Many businesses use data collection as a way of understanding their customers. One of the ways businesses measure satisfaction levels is by running surveys. Employee engagement surveys, Purchase Surveys, Service Surveys, Interaction Surveys; you name it, and there will likely be one out there.
Technology has made it easy for businesses to conduct surveys across a broad audience, in almost any location.
In fact, technology has made it easy for businesses to get almost real-time feedback, whether it is formally through a business run survey, or through other forms of social media (think Facebook, restaurant review sites).
No wonder so many businesses feel they can tick the box when it comes to understanding their customers.
89% of people are not understood by businesses
Unfortunately, surveys don’t account for the views of a large proportion of the survey group because typically, a large proportion of the survey group won’t respond.
Statistically, it is known that in Australia, surveys run without promotion, and regardless of industry generate (on average) an 11% response rate. Whilst the information gathered from the 11% remains useful, that statistic means 89% of people are not really understood by businesses.
Businesses simply have no visibility of how that 89% perceive the service they received and/or their perception of their product or brand.
So what does the above mean? Does it mean businesses should develop strategies to generate a better response rate? Should they ring around the 89% who didn’t respond to work out why they didn’t respond at all?
Though the idea might be nice, the reality of trying to obtain feedback from the 89% is riddled with practical difficulties and could land some organisations with a rather hefty bill.
With all things in life, when one really wants to obtain crucial information but doesn’t have the budget requirements, one must “think outside the box” or in this case, “get to know your box”.
Using the human toolkit
In my humble opinion, a toolkit already exists for businesses to really find out what their customers are experiencing. It just isn’t utilised enough by businesses because technology has made it so easy to forget about it.
So what is this magical toolkit you ask? Well, we forget it because it literally is right under our noses. The toolkit comprises of sight, sound, touch, smell and taste. All these senses are what our customers are using when they go through their customer journey.
It doesn’t matter if you are offering a product or a service. During the customer experience, these multiple senses will come into play in one way or another. How better to gain insight into the customer’s experience, (translation – make data meaningful) than by experiencing it as your customers would? Why ask them, when you can experience it yourself?
Using your own human toolkit will help you understand what your customers are really after, and what they experience as part of their customer journey. There is no better way to get an authentic experience than to actually see, hear, taste and feel as your customers would. Experiencing the twists and turns they do firsthand as a customer.
What is it really like to be a customer?
I recall one of my early assignments at McKinsey & Company was exactly that. My brief was “You need to look like a girl who loves shopping, and be prepared to go shopping….Deliver back to the Board and make them understand what it’s really like to be a customer”.
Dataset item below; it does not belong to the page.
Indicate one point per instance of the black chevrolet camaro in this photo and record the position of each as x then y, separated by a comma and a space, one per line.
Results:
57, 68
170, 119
And I did exactly that. Countless blisters and shops later, some fast talking and armed with a whole lot of visual aids, I was able to identify and present to the Board a picture that no survey would have been able to – how customers really perceived their brand and product.
From product display through to customer service, being the customer enabled me to explain to the Board the difference between how they perceived their products and brand, and the everyday reality of their product and brand. It allowed the Board to redefine their product portfolio, and realign their values with how they wanted customers to perceive their brand.
The above lessons stuck with me right through to my Fitness First days when I was charged with assessing market position. To do this, I became a member of multiple gyms within the Fitness First brand, and their competitors.
Part of my project looked at first impressions – for each sign-up I did, I measured the time it took me to get signed up, the order in which I was taken through the sign up process, the stage at which I was booked into my first session – all these things mattered.
To ensure customers were provided with a premium experience, we needed to understand (in granular detail) what exactly it was that customers were experiencing which gave rise to the survey results.
It gave our survey results some context; our organisation had some new lenses to look through when analysing the survey data. It gave Fitness First insight it otherwise would not have had.
Having all the data in the world is not going to get you the knockout results you want if you are viewing it in a one dimensional form. Put on some new lenses and change the way you view data.
Give your organisation a new lease of life by looking at data from a different perspective – give the data some meaning by experiencing the data!